In association with Verizon Media.
In this exclusive interview, ExchangeWire speaks to Simon Halstead, Vice President Exchange and Supply International, Verizon Media, to discuss how machine learning can be applied to contextual solutions to provide reach and scale in cookieless environments.
What are the key opportunities available for publishers and buyers in the new cookieless environment? How do next-generation identity providers help these players realise these opportunities?
We can use publisher first-party data to build an enriched understanding of the consumer, and in an aggregated way as well by enabling those publishers to use the behaviour on their site to create packaging for advertisers. We then have some very specific next-generation solutions when it comes to contextual that combine other real-time data signals like device, location, weather and more to inform machine learning, the audience and insight we have about a consumer as a publisher, and with third-party publisher data which they share with us, for a privacy-safe and accountable solution.
I think it’s really important for people to think of multiple solutions to move forward, and to put the consumer at the heart of what they do. So, consent from consumers is absolutely critical and, as a whole industry, I think we need to continue to look towards how we move forward in a way that suits what consumers are asking of us.
How does the Next-Gen Solutions suite complement Verizon Media’s other identity offerings, such as ConnectID, as well as existing first-party data sources held by marketers and publishers?
They complement us by providing scale and reach into the unknown web. Our existing solutions like ConnectID, which we are looking to launch in EMEA later in the year, are about addressable audiences. The estimate as to what addressable inventory represents is probably 20-30% of the total audience, so those impressions where identity is present are really important and part of our multi-pronged identity solution. The Next-Gen Solution then complements that by helping to understand the unknown web a bit more. That’s done by understanding, from a contextual- and audience-driven basis, what a particular audience is likely to be and what it’s going to be similar to, thus allowing a new level of targeting.

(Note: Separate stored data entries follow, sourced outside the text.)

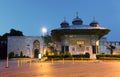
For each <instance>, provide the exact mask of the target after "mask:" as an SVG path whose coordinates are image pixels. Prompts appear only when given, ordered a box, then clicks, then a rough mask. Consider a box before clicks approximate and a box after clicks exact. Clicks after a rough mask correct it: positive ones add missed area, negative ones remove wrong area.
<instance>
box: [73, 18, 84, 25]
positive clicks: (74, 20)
mask: <svg viewBox="0 0 120 77" xmlns="http://www.w3.org/2000/svg"><path fill="white" fill-rule="evenodd" d="M82 23H83V21H82V19H80V18H79V17H78V16H77V17H76V18H74V19H73V21H72V24H73V25H82Z"/></svg>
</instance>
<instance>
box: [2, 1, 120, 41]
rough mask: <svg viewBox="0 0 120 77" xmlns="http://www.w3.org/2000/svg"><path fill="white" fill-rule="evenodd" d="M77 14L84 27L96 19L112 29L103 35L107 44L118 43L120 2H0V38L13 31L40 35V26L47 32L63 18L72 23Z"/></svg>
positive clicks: (104, 1)
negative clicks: (111, 42)
mask: <svg viewBox="0 0 120 77" xmlns="http://www.w3.org/2000/svg"><path fill="white" fill-rule="evenodd" d="M76 12H78V15H79V17H80V18H81V19H82V20H83V24H86V25H88V24H89V23H90V22H91V21H92V20H93V18H95V20H96V21H98V22H99V25H100V26H101V27H105V28H109V29H110V30H111V32H110V33H109V34H108V35H107V36H105V37H107V39H108V40H109V41H120V36H119V32H120V30H119V29H120V27H119V26H120V0H0V35H3V34H4V33H6V32H9V30H10V29H11V28H13V29H16V30H20V31H22V32H23V33H24V35H25V36H41V35H42V32H41V29H42V28H43V27H46V28H47V29H48V32H49V33H50V31H51V30H52V29H55V28H59V27H60V23H61V22H62V21H64V17H66V21H67V22H69V24H72V20H73V19H74V18H75V17H76Z"/></svg>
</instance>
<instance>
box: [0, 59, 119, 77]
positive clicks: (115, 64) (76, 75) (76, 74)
mask: <svg viewBox="0 0 120 77" xmlns="http://www.w3.org/2000/svg"><path fill="white" fill-rule="evenodd" d="M18 63H19V62H17V61H9V68H5V61H1V62H0V77H120V62H118V61H111V62H105V61H100V62H75V63H72V62H64V63H62V62H55V63H51V62H34V63H29V62H27V63H26V62H23V63H22V64H21V63H20V64H18Z"/></svg>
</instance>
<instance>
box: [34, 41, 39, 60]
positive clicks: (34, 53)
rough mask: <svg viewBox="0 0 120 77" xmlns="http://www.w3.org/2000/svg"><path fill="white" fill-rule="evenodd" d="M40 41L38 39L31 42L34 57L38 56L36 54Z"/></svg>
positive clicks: (38, 46) (36, 52)
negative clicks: (32, 47) (32, 46)
mask: <svg viewBox="0 0 120 77" xmlns="http://www.w3.org/2000/svg"><path fill="white" fill-rule="evenodd" d="M39 51H40V42H39V41H38V40H35V41H34V42H33V55H34V58H38V54H39V53H40V52H39Z"/></svg>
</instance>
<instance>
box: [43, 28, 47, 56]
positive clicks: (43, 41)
mask: <svg viewBox="0 0 120 77" xmlns="http://www.w3.org/2000/svg"><path fill="white" fill-rule="evenodd" d="M42 33H43V49H42V56H43V54H44V45H45V39H44V36H45V33H47V29H46V28H45V27H43V28H42Z"/></svg>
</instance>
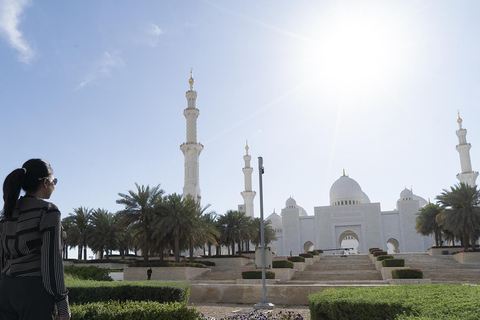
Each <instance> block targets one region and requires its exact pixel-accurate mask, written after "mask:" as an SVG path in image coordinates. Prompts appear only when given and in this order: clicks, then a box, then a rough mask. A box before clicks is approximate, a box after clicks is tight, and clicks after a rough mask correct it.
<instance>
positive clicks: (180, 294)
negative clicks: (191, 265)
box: [66, 279, 190, 304]
mask: <svg viewBox="0 0 480 320" xmlns="http://www.w3.org/2000/svg"><path fill="white" fill-rule="evenodd" d="M66 286H67V289H68V290H69V293H68V297H69V301H70V302H71V303H78V304H84V303H91V302H104V301H109V300H114V301H117V300H118V301H127V300H128V301H155V302H160V303H164V302H182V303H187V302H188V298H189V296H190V286H189V285H188V284H187V283H180V282H163V281H121V282H107V281H91V280H78V279H73V280H70V279H68V280H67V281H66Z"/></svg>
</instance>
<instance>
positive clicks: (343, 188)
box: [330, 175, 368, 206]
mask: <svg viewBox="0 0 480 320" xmlns="http://www.w3.org/2000/svg"><path fill="white" fill-rule="evenodd" d="M367 198H368V197H367ZM363 199H364V193H363V191H362V188H361V187H360V185H359V184H358V183H357V181H355V180H353V179H352V178H350V177H347V176H345V175H344V176H341V177H340V178H339V179H338V180H337V181H335V182H334V183H333V185H332V187H331V188H330V205H332V206H333V205H342V204H343V205H345V204H358V203H363Z"/></svg>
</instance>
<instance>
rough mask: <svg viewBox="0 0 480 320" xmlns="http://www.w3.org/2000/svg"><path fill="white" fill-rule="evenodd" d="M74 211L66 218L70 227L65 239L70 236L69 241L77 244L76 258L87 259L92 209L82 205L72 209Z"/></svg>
mask: <svg viewBox="0 0 480 320" xmlns="http://www.w3.org/2000/svg"><path fill="white" fill-rule="evenodd" d="M73 212H74V213H70V214H69V216H68V217H67V218H66V219H69V220H67V221H69V223H71V227H70V229H69V231H68V235H67V239H68V238H70V241H71V242H70V243H74V244H75V245H76V246H78V260H82V249H83V257H84V259H85V260H87V243H88V237H89V235H90V232H91V228H90V219H91V217H92V210H91V209H88V208H84V207H78V208H76V209H73Z"/></svg>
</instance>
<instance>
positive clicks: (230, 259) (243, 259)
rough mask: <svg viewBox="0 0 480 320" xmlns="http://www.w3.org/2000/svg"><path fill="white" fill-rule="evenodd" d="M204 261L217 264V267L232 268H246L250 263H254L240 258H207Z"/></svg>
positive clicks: (212, 257)
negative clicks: (247, 265)
mask: <svg viewBox="0 0 480 320" xmlns="http://www.w3.org/2000/svg"><path fill="white" fill-rule="evenodd" d="M204 260H206V261H211V262H215V266H216V267H232V266H240V267H243V266H246V265H247V264H248V263H249V262H252V260H251V259H247V258H243V257H238V258H213V257H212V258H211V257H205V258H204Z"/></svg>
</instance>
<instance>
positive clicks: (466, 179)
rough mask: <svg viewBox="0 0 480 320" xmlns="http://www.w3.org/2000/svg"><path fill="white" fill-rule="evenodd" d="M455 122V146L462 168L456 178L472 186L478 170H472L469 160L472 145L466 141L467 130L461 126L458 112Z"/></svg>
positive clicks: (461, 166)
mask: <svg viewBox="0 0 480 320" xmlns="http://www.w3.org/2000/svg"><path fill="white" fill-rule="evenodd" d="M457 122H458V126H459V129H458V130H457V132H456V133H457V137H458V145H457V147H456V148H457V151H458V153H459V155H460V166H461V168H462V172H461V173H459V174H457V179H458V180H460V182H463V183H466V184H468V185H470V186H472V187H473V186H475V185H476V184H477V183H476V180H477V177H478V172H476V171H473V170H472V162H471V160H470V148H471V147H472V146H471V145H470V143H467V130H465V129H463V128H462V118H460V113H459V114H458V120H457Z"/></svg>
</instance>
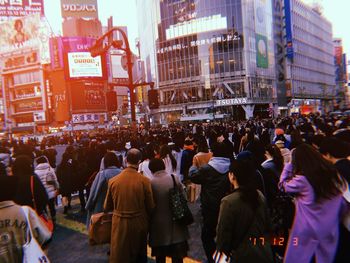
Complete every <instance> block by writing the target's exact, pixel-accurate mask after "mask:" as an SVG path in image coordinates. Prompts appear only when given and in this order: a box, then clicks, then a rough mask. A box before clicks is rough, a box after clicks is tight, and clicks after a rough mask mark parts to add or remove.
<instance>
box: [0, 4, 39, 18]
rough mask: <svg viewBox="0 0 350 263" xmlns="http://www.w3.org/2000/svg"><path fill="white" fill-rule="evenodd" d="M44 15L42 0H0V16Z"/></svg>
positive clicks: (2, 16) (7, 16)
mask: <svg viewBox="0 0 350 263" xmlns="http://www.w3.org/2000/svg"><path fill="white" fill-rule="evenodd" d="M32 14H40V15H42V16H43V15H44V4H43V0H0V17H19V16H28V15H32Z"/></svg>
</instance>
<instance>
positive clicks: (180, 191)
mask: <svg viewBox="0 0 350 263" xmlns="http://www.w3.org/2000/svg"><path fill="white" fill-rule="evenodd" d="M171 178H172V179H173V188H170V189H169V204H170V210H171V213H172V219H173V221H176V222H178V223H180V224H183V225H190V224H192V223H193V221H194V220H193V215H192V213H191V210H190V209H189V207H188V205H187V200H186V197H185V196H184V194H183V192H182V191H181V190H180V189H179V187H178V186H177V184H176V182H175V178H174V175H173V174H172V175H171Z"/></svg>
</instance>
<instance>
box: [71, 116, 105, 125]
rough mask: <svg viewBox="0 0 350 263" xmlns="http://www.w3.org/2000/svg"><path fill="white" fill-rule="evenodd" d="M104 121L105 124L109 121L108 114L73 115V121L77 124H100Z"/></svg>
mask: <svg viewBox="0 0 350 263" xmlns="http://www.w3.org/2000/svg"><path fill="white" fill-rule="evenodd" d="M102 119H103V122H104V121H106V120H107V113H84V114H73V115H72V121H73V123H74V124H76V123H89V122H93V123H99V122H101V120H102Z"/></svg>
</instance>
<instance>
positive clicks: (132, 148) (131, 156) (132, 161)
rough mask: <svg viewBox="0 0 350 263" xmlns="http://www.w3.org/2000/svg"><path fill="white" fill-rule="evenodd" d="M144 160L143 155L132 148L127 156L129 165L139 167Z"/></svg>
mask: <svg viewBox="0 0 350 263" xmlns="http://www.w3.org/2000/svg"><path fill="white" fill-rule="evenodd" d="M141 159H142V154H141V152H140V151H139V150H138V149H135V148H131V149H130V150H129V151H128V153H127V154H126V161H127V162H128V163H129V164H133V165H137V164H139V162H140V161H141Z"/></svg>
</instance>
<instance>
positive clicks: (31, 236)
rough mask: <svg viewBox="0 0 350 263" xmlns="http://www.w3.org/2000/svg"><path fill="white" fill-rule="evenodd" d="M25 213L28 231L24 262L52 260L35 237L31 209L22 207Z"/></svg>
mask: <svg viewBox="0 0 350 263" xmlns="http://www.w3.org/2000/svg"><path fill="white" fill-rule="evenodd" d="M22 209H23V211H24V214H25V216H26V220H27V225H28V232H27V243H26V244H24V245H23V247H22V252H23V263H39V262H40V263H50V260H49V259H48V257H47V256H46V255H45V252H44V251H43V250H42V248H41V246H40V245H39V243H38V241H37V240H36V239H35V238H34V235H33V231H32V227H31V225H30V219H29V209H28V207H25V206H23V207H22Z"/></svg>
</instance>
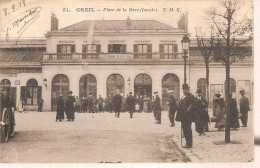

ConnectID builds on the shared understanding with the publisher of their audience via secured authenticated matching. Next-Gen is going to build on that with machine-learning and understanding from the context of the page, or the understanding that we have of those users that has been shared from an authenticated layer as well. One of the things we feel is that because we have a significant logged-in user base that helps us understand and power our machine learning, this gives us a very different solution to a standard contextual solution. We’re training our machine learning models by feeding them high-quality data from our logged-in users. Then we can see those signals that come through in real-time, such as on-page content, time, day, and weather, and combine them with these models, to give us that comprehensive view that allows campaigns to expand to audiences where identity is not present without sacrificing relevancy.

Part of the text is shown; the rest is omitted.